Ella lo fulminó con la mirada, y cuando él le enseñó la placa fue incluso peor.

—Mi hijo está durmiendo.

—Lo siento, Martha May me ha dado su dirección.

Al oírlo, Julieta se ablandó lo suficiente para retroceder en el minúsculo recibidor y abrir un poco la puerta.

Walk también dio un paso atrás y descendió un escalón, con lo que sus ojos quedaron a la altura de los pechos de la mujer. Soltó una tosecita y se ruborizó de tal modo que Julieta volvió a fulminarlo con la mirada.

—Dígame de una vez qué quiere.

—Usted trabajaba en el Eight.

—Quitándome la ropa por dinero, sí. ¿Desde cuándo es delito?

Walk quería aflojarse el cuello de la camisa, que de pronto le constreñía la circulación y acumulaba todavía más sangre en sus mejillas.

—Tan sólo quería hacerle un par de preguntas sobre Dickie Darke.

Julieta Fuentes seguía mirándolo con cara de pocos amigos.

Él se aclaró la garganta.

—Martha dice que tiene problemas con cierto individuo, ¿estamos hablando del padre de...?

—Yo no me acuesto con todos, señor policía: no todas las bailarinas somos putas, ¿sabe?

Walk miró alrededor como si esperara la llegada de refuerzos.

—Lo siento.
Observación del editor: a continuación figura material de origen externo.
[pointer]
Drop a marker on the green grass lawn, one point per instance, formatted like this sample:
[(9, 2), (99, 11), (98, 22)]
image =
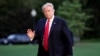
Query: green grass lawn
[(80, 49)]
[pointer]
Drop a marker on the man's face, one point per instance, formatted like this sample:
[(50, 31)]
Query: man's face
[(48, 12)]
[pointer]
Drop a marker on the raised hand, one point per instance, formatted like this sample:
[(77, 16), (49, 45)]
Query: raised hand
[(30, 34)]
Yo... Verá, quiero saber más sobre Dickie Darke.

—Él no lo hizo.

—¿Qué cosa?

—Lo que sea que piensa que Dickie hizo.

—¿Le ha pedido que diga eso?

La mujer se ajustó el batín, abrió un poco la puerta y aguzó el oído.
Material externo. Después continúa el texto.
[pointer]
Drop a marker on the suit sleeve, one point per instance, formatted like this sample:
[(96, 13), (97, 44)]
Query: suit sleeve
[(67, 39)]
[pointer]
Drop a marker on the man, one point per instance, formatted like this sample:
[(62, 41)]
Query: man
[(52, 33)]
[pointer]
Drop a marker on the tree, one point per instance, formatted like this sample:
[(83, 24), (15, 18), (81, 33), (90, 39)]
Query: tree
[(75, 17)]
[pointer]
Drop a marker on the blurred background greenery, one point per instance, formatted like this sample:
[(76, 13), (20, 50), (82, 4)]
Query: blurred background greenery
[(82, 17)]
—Mi hijo duerme hasta tarde, se pasa las noches despierto.

—Como su madre.

Ella por fin esbozó una sonrisa.

—Mire, la gente ve a un gigante como Darke y enseguida supone que es un tío chungo. A ver, el hombre tiene agallas, yo misma lo he visto: una vez un desgraciado trató de meterme mano y Dickie lo agarró por el cuello y lo levantó del suelo, como en las películas.

—Pero no es un hombre violento.

Julieta le dio un golpe bastante fuerte en el brazo.
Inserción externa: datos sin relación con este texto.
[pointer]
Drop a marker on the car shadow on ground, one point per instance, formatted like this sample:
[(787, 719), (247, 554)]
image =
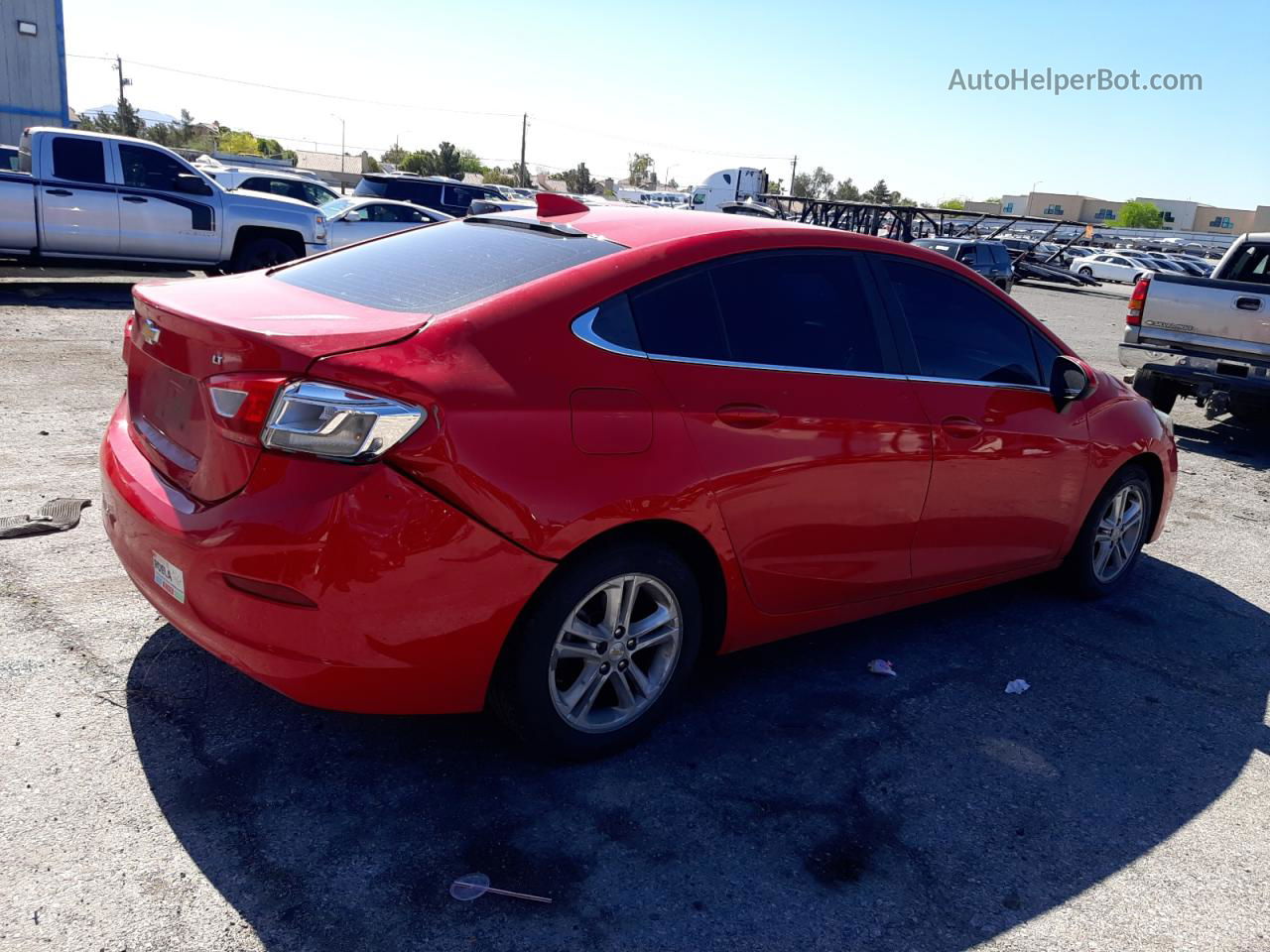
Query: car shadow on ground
[(793, 801), (1227, 439)]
—Está pensando como un puto poli.

—¿Y cómo quiere que piense?

La mujer reflexionó un momento.

—Quizá como un padre que protege a su hija.

—¿Darke era así?

Julieta suspiró como si, en efecto, estuviera tratando con un poli gilipollas.

—Darke ni nos miraba cuando bailábamos. Ni nos miraba, ni trataba de ligar con nosotras ni nos exigía que le hiciéramos mamadas. Y eso no es habitual, créame. Y si había lío, al momento venía a poner orden: cuidaba de que no nos pasara nada. Hable con cualquier otra chica del Eight y verá que ninguna le dice nada malo de él.

—Y con el padre de su hijo... ¿Darke también intervino y puso orden?

Julieta no respondió, pero sus ojos le dijeron a Walk cuanto necesitaba saber.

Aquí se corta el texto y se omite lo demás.